At a press conference to address controversies, the Finance Minister, Ken Ofori-Atta, said the government has a responsibility to maxmise the country’s mineral resources.

“If it is okay for the foreign investors who hold the concession to sell what is in the ground upfront then why not us? More importantly, why is it okay to borrow today for the future and not good to use our resources to leverage assets for tomorrow?”

For him, it was time Ghana became creative in exploring sources of funding to support development.

“Every year and every generation we wait we keep millions of people and families stacked in the poverty and sufferings,” he stressed.

He said in most cases investors who are willing to pay a premium for access to our resources exist beyond our borders and therefore “we need to create structures that allow us access to their funding and if we don’t do that we allow ourselves to remain captives to international companies that take our resources and simply market them to the same groups we choose to ignore”.

He said it was sad that a country like Ghana that has been mining gold since the 5th century would still not have any internationally listed company either in gold or even cocoa and “this must come to an end”.

He cited companies that have been able to create more returns than governments who own the resources used by the companies. He singled out Tullow which he said has raised low-priced bonds in the midst of the current economic crises even at a rate lower than the government of Ghana from whom they receive the mandate to extract resources.

“We all, by now, must be tired of being cheated by foreign companies and we are restraining ourselves from using the same vehicles that they use. We have to maximise value of our income that is due the republic from our mineral wealth for the benefit of our citizens and that is the primary aim of the MIIF,” he stressed.
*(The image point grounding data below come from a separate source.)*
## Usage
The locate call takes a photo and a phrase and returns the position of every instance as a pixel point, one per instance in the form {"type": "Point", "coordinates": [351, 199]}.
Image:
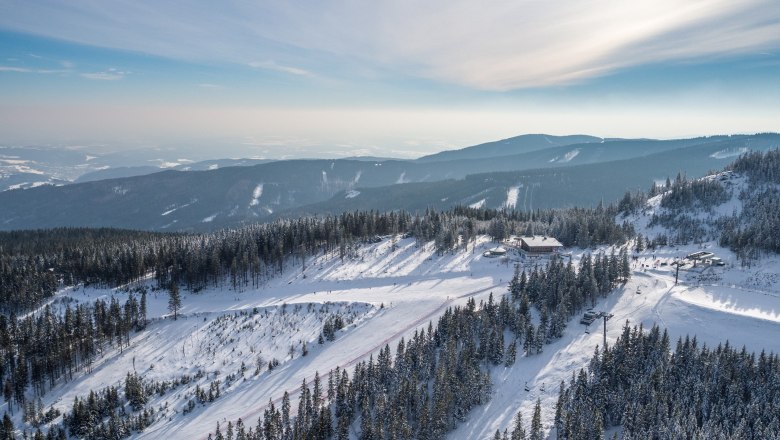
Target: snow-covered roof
{"type": "Point", "coordinates": [541, 240]}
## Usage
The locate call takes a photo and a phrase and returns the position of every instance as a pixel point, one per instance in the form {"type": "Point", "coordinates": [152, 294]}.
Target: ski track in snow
{"type": "Point", "coordinates": [477, 205]}
{"type": "Point", "coordinates": [398, 292]}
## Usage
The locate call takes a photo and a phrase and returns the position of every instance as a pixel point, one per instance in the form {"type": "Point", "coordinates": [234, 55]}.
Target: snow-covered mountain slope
{"type": "Point", "coordinates": [385, 291]}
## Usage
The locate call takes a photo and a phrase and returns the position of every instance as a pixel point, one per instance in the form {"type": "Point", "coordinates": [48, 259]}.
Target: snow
{"type": "Point", "coordinates": [256, 194]}
{"type": "Point", "coordinates": [570, 155]}
{"type": "Point", "coordinates": [390, 289]}
{"type": "Point", "coordinates": [566, 157]}
{"type": "Point", "coordinates": [727, 153]}
{"type": "Point", "coordinates": [478, 204]}
{"type": "Point", "coordinates": [174, 208]}
{"type": "Point", "coordinates": [712, 313]}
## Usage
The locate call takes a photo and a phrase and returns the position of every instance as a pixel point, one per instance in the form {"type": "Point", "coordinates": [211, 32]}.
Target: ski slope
{"type": "Point", "coordinates": [386, 291]}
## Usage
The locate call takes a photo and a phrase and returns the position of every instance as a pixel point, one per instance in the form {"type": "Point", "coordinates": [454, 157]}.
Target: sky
{"type": "Point", "coordinates": [399, 78]}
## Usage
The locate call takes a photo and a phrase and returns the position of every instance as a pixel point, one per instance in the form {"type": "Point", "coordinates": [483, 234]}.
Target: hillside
{"type": "Point", "coordinates": [232, 196]}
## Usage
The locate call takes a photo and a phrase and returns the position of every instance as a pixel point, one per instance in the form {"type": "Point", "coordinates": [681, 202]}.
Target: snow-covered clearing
{"type": "Point", "coordinates": [713, 314]}
{"type": "Point", "coordinates": [388, 290]}
{"type": "Point", "coordinates": [477, 205]}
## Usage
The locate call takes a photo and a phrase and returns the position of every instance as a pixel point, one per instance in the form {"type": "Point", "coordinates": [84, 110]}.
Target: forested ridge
{"type": "Point", "coordinates": [693, 392]}
{"type": "Point", "coordinates": [34, 263]}
{"type": "Point", "coordinates": [437, 376]}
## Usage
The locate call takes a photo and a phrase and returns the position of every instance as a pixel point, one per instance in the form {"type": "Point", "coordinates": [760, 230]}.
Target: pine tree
{"type": "Point", "coordinates": [174, 300]}
{"type": "Point", "coordinates": [518, 432]}
{"type": "Point", "coordinates": [537, 432]}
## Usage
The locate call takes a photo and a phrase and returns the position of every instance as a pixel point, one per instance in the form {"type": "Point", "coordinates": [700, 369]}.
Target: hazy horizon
{"type": "Point", "coordinates": [394, 79]}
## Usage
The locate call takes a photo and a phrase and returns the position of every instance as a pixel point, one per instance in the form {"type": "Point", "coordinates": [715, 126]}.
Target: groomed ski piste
{"type": "Point", "coordinates": [387, 290]}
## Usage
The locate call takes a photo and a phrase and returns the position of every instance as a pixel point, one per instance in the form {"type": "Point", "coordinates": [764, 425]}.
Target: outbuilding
{"type": "Point", "coordinates": [539, 245]}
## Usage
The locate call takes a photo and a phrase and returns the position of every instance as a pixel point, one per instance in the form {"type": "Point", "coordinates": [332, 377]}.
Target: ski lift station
{"type": "Point", "coordinates": [496, 252]}
{"type": "Point", "coordinates": [539, 245]}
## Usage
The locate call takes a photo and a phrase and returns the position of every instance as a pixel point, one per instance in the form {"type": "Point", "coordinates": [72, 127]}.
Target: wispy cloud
{"type": "Point", "coordinates": [29, 70]}
{"type": "Point", "coordinates": [272, 65]}
{"type": "Point", "coordinates": [107, 75]}
{"type": "Point", "coordinates": [493, 45]}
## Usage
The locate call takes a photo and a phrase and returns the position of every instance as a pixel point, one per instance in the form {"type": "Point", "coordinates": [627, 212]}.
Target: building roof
{"type": "Point", "coordinates": [541, 240]}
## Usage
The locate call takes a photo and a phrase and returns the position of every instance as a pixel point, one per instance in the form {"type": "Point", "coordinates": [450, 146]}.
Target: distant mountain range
{"type": "Point", "coordinates": [525, 172]}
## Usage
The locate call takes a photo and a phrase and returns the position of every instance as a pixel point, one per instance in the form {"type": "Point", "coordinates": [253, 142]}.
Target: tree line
{"type": "Point", "coordinates": [437, 376]}
{"type": "Point", "coordinates": [693, 392]}
{"type": "Point", "coordinates": [33, 264]}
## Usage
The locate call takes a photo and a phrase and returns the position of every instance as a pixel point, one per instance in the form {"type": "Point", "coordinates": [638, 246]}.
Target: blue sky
{"type": "Point", "coordinates": [392, 78]}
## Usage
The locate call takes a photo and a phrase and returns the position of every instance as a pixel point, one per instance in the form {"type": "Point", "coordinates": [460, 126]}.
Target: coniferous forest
{"type": "Point", "coordinates": [694, 392]}
{"type": "Point", "coordinates": [436, 377]}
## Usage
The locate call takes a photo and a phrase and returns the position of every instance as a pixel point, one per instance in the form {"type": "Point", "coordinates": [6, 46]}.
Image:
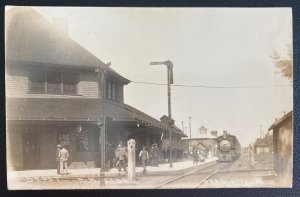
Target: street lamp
{"type": "Point", "coordinates": [102, 76]}
{"type": "Point", "coordinates": [169, 65]}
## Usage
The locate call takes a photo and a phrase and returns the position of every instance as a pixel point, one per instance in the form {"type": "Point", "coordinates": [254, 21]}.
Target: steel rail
{"type": "Point", "coordinates": [184, 175]}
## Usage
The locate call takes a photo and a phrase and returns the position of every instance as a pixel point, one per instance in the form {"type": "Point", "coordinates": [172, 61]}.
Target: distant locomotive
{"type": "Point", "coordinates": [229, 148]}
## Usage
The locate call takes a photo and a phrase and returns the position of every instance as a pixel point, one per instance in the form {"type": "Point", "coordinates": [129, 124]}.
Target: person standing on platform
{"type": "Point", "coordinates": [63, 156]}
{"type": "Point", "coordinates": [151, 155]}
{"type": "Point", "coordinates": [57, 158]}
{"type": "Point", "coordinates": [121, 156]}
{"type": "Point", "coordinates": [195, 156]}
{"type": "Point", "coordinates": [155, 155]}
{"type": "Point", "coordinates": [110, 155]}
{"type": "Point", "coordinates": [144, 156]}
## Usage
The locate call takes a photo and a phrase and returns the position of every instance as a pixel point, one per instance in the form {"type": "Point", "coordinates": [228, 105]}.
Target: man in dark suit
{"type": "Point", "coordinates": [57, 158]}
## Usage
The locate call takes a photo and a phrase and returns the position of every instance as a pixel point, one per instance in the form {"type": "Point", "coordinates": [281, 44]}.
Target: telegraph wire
{"type": "Point", "coordinates": [213, 87]}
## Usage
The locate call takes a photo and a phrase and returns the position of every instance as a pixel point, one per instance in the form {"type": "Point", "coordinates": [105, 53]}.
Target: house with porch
{"type": "Point", "coordinates": [57, 92]}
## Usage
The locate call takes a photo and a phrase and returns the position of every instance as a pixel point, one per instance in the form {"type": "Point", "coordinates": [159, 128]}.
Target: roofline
{"type": "Point", "coordinates": [283, 118]}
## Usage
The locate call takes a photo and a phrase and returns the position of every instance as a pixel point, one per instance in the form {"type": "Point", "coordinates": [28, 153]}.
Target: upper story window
{"type": "Point", "coordinates": [111, 91]}
{"type": "Point", "coordinates": [42, 82]}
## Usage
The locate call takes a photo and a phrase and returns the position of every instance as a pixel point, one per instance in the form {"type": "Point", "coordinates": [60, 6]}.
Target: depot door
{"type": "Point", "coordinates": [31, 153]}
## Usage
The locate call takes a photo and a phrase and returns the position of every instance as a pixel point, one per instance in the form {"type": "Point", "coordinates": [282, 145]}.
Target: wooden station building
{"type": "Point", "coordinates": [53, 96]}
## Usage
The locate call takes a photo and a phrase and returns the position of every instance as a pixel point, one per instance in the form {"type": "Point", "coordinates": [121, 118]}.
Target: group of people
{"type": "Point", "coordinates": [62, 155]}
{"type": "Point", "coordinates": [118, 157]}
{"type": "Point", "coordinates": [198, 155]}
{"type": "Point", "coordinates": [177, 155]}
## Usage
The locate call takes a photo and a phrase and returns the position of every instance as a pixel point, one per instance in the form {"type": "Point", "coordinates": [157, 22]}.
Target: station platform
{"type": "Point", "coordinates": [95, 172]}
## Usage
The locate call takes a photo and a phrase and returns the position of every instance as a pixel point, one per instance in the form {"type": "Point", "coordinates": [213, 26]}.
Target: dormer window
{"type": "Point", "coordinates": [111, 91]}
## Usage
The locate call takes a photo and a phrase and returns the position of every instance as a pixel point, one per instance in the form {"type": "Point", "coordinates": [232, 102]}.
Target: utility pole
{"type": "Point", "coordinates": [169, 65]}
{"type": "Point", "coordinates": [190, 128]}
{"type": "Point", "coordinates": [261, 131]}
{"type": "Point", "coordinates": [102, 75]}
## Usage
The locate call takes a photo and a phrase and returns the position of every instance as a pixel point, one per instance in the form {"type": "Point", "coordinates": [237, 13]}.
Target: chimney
{"type": "Point", "coordinates": [61, 24]}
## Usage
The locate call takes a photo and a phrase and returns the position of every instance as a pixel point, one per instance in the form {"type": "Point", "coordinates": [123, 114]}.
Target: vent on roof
{"type": "Point", "coordinates": [61, 24]}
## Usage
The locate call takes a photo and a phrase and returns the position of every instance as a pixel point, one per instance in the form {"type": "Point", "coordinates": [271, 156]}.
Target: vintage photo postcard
{"type": "Point", "coordinates": [148, 98]}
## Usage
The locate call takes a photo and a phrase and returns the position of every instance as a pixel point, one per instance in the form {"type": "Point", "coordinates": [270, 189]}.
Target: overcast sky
{"type": "Point", "coordinates": [208, 46]}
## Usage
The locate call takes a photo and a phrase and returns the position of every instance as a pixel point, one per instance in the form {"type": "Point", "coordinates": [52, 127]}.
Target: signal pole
{"type": "Point", "coordinates": [190, 128]}
{"type": "Point", "coordinates": [169, 65]}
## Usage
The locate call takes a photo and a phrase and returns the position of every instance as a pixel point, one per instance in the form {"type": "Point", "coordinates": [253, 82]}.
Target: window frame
{"type": "Point", "coordinates": [62, 90]}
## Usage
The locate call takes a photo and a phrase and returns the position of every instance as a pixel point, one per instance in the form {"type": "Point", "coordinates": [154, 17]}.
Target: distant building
{"type": "Point", "coordinates": [204, 140]}
{"type": "Point", "coordinates": [283, 146]}
{"type": "Point", "coordinates": [53, 96]}
{"type": "Point", "coordinates": [177, 134]}
{"type": "Point", "coordinates": [262, 145]}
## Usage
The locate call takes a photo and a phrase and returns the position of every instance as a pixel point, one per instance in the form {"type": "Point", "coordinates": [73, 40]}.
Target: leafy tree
{"type": "Point", "coordinates": [285, 64]}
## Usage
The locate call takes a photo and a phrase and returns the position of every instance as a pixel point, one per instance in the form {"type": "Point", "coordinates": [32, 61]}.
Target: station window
{"type": "Point", "coordinates": [111, 91]}
{"type": "Point", "coordinates": [42, 82]}
{"type": "Point", "coordinates": [82, 141]}
{"type": "Point", "coordinates": [64, 138]}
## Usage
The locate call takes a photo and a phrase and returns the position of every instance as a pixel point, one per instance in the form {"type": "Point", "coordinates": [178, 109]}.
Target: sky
{"type": "Point", "coordinates": [215, 47]}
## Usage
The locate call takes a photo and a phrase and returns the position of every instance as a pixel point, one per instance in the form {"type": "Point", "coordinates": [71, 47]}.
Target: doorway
{"type": "Point", "coordinates": [31, 151]}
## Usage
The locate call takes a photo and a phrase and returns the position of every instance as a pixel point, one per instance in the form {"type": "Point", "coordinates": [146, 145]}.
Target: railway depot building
{"type": "Point", "coordinates": [53, 96]}
{"type": "Point", "coordinates": [283, 147]}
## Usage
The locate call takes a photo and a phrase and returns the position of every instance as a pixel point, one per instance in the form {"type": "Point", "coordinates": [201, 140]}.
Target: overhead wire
{"type": "Point", "coordinates": [215, 87]}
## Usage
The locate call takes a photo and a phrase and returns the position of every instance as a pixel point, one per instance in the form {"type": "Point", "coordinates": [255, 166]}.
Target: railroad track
{"type": "Point", "coordinates": [194, 178]}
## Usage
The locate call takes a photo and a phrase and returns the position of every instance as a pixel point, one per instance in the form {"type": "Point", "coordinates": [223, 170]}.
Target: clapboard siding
{"type": "Point", "coordinates": [88, 85]}
{"type": "Point", "coordinates": [17, 82]}
{"type": "Point", "coordinates": [17, 85]}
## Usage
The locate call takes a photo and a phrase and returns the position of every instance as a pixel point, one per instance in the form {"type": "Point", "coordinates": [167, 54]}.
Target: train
{"type": "Point", "coordinates": [229, 148]}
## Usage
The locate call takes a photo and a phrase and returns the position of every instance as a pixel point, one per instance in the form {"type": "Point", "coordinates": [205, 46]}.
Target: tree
{"type": "Point", "coordinates": [285, 64]}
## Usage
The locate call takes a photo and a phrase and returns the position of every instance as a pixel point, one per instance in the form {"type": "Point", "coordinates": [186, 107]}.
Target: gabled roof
{"type": "Point", "coordinates": [75, 109]}
{"type": "Point", "coordinates": [32, 38]}
{"type": "Point", "coordinates": [281, 120]}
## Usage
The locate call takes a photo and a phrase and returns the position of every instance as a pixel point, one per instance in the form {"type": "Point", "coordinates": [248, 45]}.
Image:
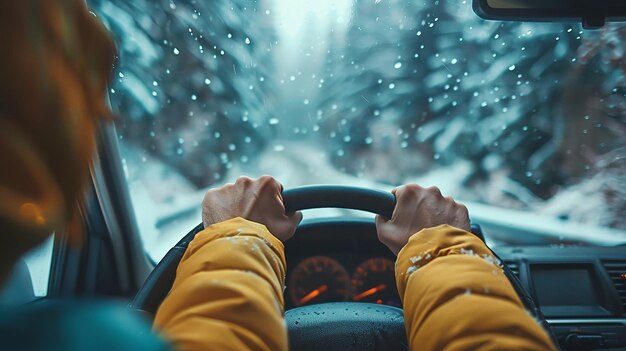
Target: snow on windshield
{"type": "Point", "coordinates": [517, 117]}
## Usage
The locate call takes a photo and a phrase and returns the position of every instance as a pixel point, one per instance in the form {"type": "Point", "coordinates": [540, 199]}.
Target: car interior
{"type": "Point", "coordinates": [340, 286]}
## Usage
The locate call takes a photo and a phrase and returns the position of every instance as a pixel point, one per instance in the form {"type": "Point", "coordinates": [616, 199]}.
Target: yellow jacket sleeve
{"type": "Point", "coordinates": [228, 291]}
{"type": "Point", "coordinates": [456, 296]}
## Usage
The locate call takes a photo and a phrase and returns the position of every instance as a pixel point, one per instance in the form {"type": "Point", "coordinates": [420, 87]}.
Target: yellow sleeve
{"type": "Point", "coordinates": [228, 292]}
{"type": "Point", "coordinates": [456, 296]}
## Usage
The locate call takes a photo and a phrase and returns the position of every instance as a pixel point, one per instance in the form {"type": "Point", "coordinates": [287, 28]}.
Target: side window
{"type": "Point", "coordinates": [29, 279]}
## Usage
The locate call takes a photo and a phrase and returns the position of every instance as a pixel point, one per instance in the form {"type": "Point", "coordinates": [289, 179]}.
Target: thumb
{"type": "Point", "coordinates": [295, 217]}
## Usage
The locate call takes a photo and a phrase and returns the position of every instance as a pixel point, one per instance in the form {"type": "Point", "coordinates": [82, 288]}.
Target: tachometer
{"type": "Point", "coordinates": [318, 279]}
{"type": "Point", "coordinates": [374, 281]}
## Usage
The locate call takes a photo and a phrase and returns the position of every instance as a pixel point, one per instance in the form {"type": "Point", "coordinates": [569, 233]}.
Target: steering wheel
{"type": "Point", "coordinates": [330, 326]}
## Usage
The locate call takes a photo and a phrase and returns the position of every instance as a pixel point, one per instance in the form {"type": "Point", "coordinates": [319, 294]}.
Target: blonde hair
{"type": "Point", "coordinates": [54, 70]}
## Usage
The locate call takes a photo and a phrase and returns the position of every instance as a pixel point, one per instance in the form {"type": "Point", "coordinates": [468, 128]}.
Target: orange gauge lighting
{"type": "Point", "coordinates": [318, 279]}
{"type": "Point", "coordinates": [374, 281]}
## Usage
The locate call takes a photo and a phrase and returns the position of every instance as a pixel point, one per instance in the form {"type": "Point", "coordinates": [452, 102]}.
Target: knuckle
{"type": "Point", "coordinates": [243, 180]}
{"type": "Point", "coordinates": [266, 179]}
{"type": "Point", "coordinates": [434, 190]}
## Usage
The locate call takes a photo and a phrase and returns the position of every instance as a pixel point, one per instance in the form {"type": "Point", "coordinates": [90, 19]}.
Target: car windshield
{"type": "Point", "coordinates": [523, 122]}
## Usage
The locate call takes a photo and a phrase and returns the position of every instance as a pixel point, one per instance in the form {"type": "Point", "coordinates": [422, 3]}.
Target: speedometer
{"type": "Point", "coordinates": [374, 281]}
{"type": "Point", "coordinates": [318, 279]}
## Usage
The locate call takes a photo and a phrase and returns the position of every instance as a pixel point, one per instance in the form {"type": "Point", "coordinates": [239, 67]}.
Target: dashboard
{"type": "Point", "coordinates": [580, 290]}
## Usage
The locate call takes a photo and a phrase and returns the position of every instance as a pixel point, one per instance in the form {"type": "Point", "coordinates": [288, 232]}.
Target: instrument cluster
{"type": "Point", "coordinates": [320, 279]}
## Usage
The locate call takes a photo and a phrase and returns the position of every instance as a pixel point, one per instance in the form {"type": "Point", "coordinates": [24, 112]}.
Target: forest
{"type": "Point", "coordinates": [536, 113]}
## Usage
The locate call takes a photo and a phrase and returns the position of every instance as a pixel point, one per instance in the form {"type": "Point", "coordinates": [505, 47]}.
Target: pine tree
{"type": "Point", "coordinates": [192, 81]}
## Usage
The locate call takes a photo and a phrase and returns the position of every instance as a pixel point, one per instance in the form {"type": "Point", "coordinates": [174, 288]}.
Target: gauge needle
{"type": "Point", "coordinates": [369, 292]}
{"type": "Point", "coordinates": [313, 294]}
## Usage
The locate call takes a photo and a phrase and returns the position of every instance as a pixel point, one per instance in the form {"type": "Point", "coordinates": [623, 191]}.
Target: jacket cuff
{"type": "Point", "coordinates": [430, 243]}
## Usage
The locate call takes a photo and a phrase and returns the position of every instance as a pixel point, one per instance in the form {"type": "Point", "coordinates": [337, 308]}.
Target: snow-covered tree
{"type": "Point", "coordinates": [192, 80]}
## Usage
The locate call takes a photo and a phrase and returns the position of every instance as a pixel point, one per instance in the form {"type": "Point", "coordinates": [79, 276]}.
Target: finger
{"type": "Point", "coordinates": [380, 220]}
{"type": "Point", "coordinates": [295, 217]}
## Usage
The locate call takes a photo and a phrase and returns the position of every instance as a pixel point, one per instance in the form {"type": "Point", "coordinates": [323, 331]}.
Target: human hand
{"type": "Point", "coordinates": [418, 208]}
{"type": "Point", "coordinates": [258, 200]}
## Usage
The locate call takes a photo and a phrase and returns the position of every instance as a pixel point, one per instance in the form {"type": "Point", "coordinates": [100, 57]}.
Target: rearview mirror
{"type": "Point", "coordinates": [592, 13]}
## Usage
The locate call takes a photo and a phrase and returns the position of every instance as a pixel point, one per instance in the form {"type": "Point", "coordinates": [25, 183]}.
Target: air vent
{"type": "Point", "coordinates": [617, 272]}
{"type": "Point", "coordinates": [513, 266]}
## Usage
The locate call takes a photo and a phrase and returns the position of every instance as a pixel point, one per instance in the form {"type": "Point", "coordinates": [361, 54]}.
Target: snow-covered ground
{"type": "Point", "coordinates": [167, 206]}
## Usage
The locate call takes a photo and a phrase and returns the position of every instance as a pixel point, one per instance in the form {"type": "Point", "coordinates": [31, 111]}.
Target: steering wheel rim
{"type": "Point", "coordinates": [304, 323]}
But the alliance of civil society organisations (CSOs) working on extractives, anti-corruption and good governance asked the government to suspend the establishment of the special purpose vehicle (SPV), Agyapa Royalties, to manage the country’s mineral royalties until all documents relating to its establishment and its owners have been disclosed.

CSOs disagree

The CSOs said a consultative process that reflected the views of the people in such an important decision should have been considered.

“What we find even more repulsive about this whole transaction is the provision that permits Agyapa Royalties, a supposed company of the sovereign state registered in a tax haven, to borrow money or raise equity in foreign currency from any source on the back of the gold royalties of Ghanaians without the requirement for any further approval, consent or administrative act of the Government of Ghana – Sect. 33(2)(a).

“Are the managers and directors of Agyapa not politically exposed persons, and were they not selected through a non-competitive process? Just last week, we sighted a call for expression of interest placed in the Daily Graphic, inviting prospective consultants for the development of a strategic plan for the MIIF.

“While we welcome the open and transparent process for the firm selection relative to this assignment, we have not found evidence of the same openness in the creation of the SPV and the appointment of its directors,” the group’s Convenor, Dr Steve Manteaw, said.